Unstructured-IO / unstructured

Open source libraries and APIs to build custom preprocessing pipelines for labeling, training, or production machine learning pipelines.
https://www.unstructured.io/
Apache License 2.0
8.43k stars 692 forks source link

feat/add optional flag to disable image text extraction under chunking strategy 'hi-res' #3520

Open ajpanyteam opened 1 month ago

ajpanyteam commented 1 month ago

Is your feature request related to a problem? Please describe. I would like an optional flag for chunking strategy 'hi-res' so that tables are extracted but not images. Image text extracted as gibberish if the image has text in it. This is impacting RAG.

Describe the solution you'd like An optional flag to switch off image extraction.
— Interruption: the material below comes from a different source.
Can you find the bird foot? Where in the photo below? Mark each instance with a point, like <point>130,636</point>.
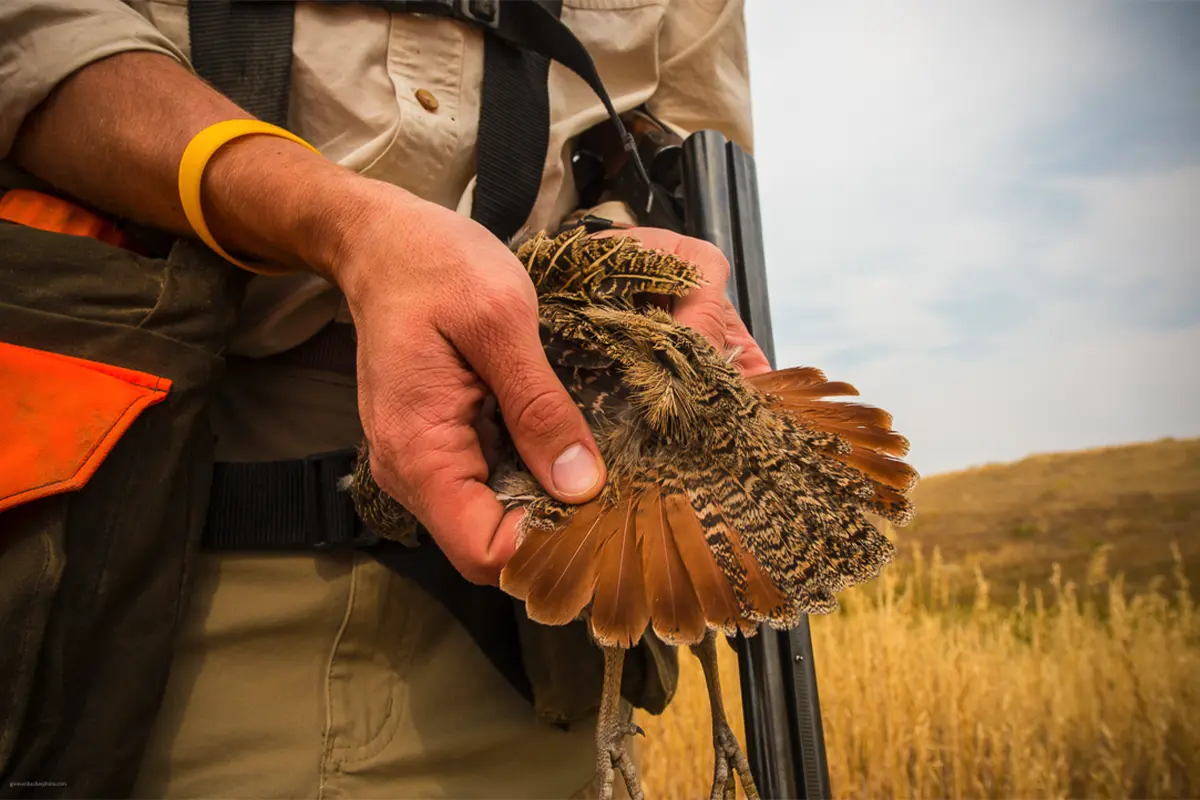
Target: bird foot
<point>612,757</point>
<point>729,755</point>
Describe alternatives you've considered Tried to partition first and then pick off the elements I do not want, but then I need to chunk it. But the TS SDK does not support chunk_by_title function that is present in Python.

from unstructured.chunking.title import chunk_by_title
chunks = chunk_by_title(elements)  

Additional context Example of image text extracted:

text: « Realtime - irk v * Realime . & ta to Delta rigger = 1 Realtim: ond: o ager =1 second: JSON to Dota (clean up) Watermar oving A rersoes whh — I e L - @8 Azure Data Laj JISON files DBX Autoloader DBX DBSQL Warehouse Structyred Streaming Workflows n Data Apps f A DELTA LAKE DELTA LAKE DELTA LAKE Azure loT Hub T 'Raspberry Pi On site sensors. @400Hz\n + \n + 'Sample Workflow:\n

scanny commented 1 month ago

I think the behavior being requested here is that images are still extracted, just not OCRed, such that any text in the image does not end up in Image.text.